Davon profitieren könnten Gastronomiebetriebe, Bäckereien und McDonald’s, die zum Frittieren bisher Holl-Rapsfett einsetzen. Die Konsumenten würden nicht nachfragen, ob ihre Frites oder ihre Berliner in Holl-Raps frittiert wurden. Folglich «kann man keinen Swissness-Bonus verlangen», sagt Reinhard. Dem pflichtet Pierre-Yves Perrin, Geschäftsführer des Getreideproduzentenverbands (SGPV), bei: «Die Industrie und die Gas­tronomie sind sehr preissensibel, mit Holl-Raps als Frittiermedium kann sie sich nicht profilieren und abheben», sagt er.

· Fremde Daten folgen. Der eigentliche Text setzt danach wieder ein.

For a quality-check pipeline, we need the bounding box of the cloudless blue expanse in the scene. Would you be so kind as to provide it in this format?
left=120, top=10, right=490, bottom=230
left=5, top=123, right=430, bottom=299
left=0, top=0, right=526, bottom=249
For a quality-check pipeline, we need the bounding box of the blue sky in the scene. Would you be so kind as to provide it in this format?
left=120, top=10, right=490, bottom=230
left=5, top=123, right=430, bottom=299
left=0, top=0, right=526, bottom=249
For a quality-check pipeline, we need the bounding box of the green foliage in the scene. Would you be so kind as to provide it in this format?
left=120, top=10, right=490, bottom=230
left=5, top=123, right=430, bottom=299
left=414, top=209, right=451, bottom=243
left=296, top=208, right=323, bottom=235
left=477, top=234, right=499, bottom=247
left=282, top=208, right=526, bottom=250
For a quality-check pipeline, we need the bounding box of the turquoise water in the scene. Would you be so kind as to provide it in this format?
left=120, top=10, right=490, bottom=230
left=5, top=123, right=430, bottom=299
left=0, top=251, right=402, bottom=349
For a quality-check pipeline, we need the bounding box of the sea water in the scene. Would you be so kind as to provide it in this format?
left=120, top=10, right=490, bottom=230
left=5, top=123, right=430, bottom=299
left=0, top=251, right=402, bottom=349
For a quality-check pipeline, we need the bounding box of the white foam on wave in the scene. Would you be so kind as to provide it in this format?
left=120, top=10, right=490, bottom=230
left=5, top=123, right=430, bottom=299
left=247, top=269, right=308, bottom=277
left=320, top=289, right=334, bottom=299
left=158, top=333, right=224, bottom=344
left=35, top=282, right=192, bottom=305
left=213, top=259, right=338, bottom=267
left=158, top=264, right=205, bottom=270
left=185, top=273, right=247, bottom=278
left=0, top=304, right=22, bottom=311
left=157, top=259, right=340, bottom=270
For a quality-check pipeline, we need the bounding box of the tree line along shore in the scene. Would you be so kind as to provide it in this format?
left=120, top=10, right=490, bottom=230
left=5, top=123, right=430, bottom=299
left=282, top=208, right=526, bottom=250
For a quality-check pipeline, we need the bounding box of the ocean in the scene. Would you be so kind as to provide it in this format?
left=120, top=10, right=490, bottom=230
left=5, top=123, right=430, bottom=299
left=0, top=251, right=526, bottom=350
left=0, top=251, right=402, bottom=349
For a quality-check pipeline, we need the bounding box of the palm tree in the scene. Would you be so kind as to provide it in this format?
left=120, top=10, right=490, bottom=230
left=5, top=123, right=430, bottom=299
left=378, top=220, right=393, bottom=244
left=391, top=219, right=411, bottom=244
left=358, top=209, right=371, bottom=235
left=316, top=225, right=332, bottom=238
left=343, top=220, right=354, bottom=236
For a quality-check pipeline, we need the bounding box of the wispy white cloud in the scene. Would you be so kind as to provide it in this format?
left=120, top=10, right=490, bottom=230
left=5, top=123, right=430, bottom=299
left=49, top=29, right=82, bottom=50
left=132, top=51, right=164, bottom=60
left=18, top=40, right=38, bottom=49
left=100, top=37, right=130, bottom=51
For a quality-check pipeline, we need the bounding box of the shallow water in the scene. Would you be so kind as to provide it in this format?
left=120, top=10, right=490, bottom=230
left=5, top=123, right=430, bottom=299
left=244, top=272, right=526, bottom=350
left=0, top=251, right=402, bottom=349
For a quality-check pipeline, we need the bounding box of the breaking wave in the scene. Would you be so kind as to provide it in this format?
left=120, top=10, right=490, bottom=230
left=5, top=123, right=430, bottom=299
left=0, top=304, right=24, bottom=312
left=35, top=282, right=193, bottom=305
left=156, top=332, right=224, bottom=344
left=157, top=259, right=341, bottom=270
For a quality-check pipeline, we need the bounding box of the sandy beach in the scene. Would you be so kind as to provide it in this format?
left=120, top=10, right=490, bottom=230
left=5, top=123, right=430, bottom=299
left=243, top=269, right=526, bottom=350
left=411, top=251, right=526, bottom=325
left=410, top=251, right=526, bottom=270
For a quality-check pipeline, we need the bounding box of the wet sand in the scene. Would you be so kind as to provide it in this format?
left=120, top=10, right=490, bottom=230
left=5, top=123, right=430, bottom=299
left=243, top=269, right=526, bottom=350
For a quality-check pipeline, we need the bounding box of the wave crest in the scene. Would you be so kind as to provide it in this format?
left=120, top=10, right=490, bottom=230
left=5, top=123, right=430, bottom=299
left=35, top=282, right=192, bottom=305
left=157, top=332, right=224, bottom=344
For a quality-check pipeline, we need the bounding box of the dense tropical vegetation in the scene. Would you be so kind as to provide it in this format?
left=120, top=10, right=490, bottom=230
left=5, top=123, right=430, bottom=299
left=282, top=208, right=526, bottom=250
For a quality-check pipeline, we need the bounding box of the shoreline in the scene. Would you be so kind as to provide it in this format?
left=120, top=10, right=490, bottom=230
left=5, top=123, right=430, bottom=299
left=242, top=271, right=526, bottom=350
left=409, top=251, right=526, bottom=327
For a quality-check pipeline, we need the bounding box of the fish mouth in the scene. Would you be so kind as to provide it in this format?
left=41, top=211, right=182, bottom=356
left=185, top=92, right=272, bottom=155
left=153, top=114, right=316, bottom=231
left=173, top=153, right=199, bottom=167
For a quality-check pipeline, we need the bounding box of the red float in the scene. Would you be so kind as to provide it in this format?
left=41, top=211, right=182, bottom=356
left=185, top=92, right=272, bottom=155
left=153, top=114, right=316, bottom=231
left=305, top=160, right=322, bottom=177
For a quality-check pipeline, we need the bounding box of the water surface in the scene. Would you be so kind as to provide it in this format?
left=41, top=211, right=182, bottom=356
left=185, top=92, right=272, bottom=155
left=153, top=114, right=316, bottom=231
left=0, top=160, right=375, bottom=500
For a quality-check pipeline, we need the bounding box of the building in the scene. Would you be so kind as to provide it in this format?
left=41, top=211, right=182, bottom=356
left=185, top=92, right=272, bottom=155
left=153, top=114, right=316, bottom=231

Davon betroffen wären im schlimmsten Fall etwa 21'000 t Holl-Raps.


Gemäss Urs Reinhard würde diese Veränderung auch andere Länder hart treffen, die heute Palmöl in die Schweiz einführen: Die am wenigsten entwickelten Länder, den sogenannten Least Developped Countries (LDCs). «Die Schweizer Industrie hat hier viel in den Aufbau neuer Lieferketten investiert.» Würden die Palmölimporte aus Malaysia und Indonesien erleichtert, wären die Investitionen der Nahrungsmittelindustrie grösstenteils verloren – die Transporte aus Malaysia wären viel günstiger als die Einfuhr aus den übrigen Ländern.


Sensibles Produkt und ein paar Forderungen


Wie das Staatssekretariat für Wirtschaft (Seco) auf Anfrage sagt, ist das Palmöl in den Verhandlungen mit Indonesien und Malaysien ein sensibler Verhandlungspunkt, «da es sich um eines der wichtigsten Exportinteressen dieser beiden Länder handelt.» Ausserdem sei sich der Bundesrat bewusst, dass der Wettbewerbsdruck auf Rapsöl steigen könnte, wenn man Malaysia und Indonesien grosse Erleichterungen im Marktzugang gewährt. Allerdings seien die

Ergebnisse der Verhandlungen bisher noch nicht abzusehen, heisst es beim Seco weiter.

Und das ist ein wesentliches Problem für die ganze Branche, weil man noch nicht weiss, wo­rauf man sich einstellen müsste. Die Medien machen auf den desolaten Umweltschutz in den Ölpalmplantagen aufmerksam. Gerade in Malaysia und Indonesien werden diese Plantagen häufig auf Kosten des Urwalds angelegt und selten über Jahrzehnte bewirtschaftet.


Urs Reinhard führt noch ein anderes Argument an, weshalb eine Lockerung der Zolltarife keine gute Idee sei: «Der Rapsanbau ist eines der Erfolgsbeispiele, dass sich die Branche seit dem Rückzug des Bundes erfolgreich entwickeln kann.» Und der Rapsanbau stützt innerhalb der Branche auch den Anbau von Sonnenblumen. So bestehe die Gefahr, dass bei massivem Preisdruck beim Palmöl auch die übrigen Öle stark in Bedrängnis kämen. Der Palmölpreis gilt im internationalen Markt als wichtige Referenz für die Ölpreisentwicklung. Wird der Grenzschutz abgebaut, könnte das letztlich die Anbaubereitschaft in der Schweiz gefährden.


Pierre-Yves Perrin vom SGPV erwartet deshalb, dass der Bund entsprechende Massnahmen ergreift, um das landwirtschaftliche Einkommen zu stützen, sollte der Preis durch den vereinfachten Import von billigerem Palmöl  gedrückt werden.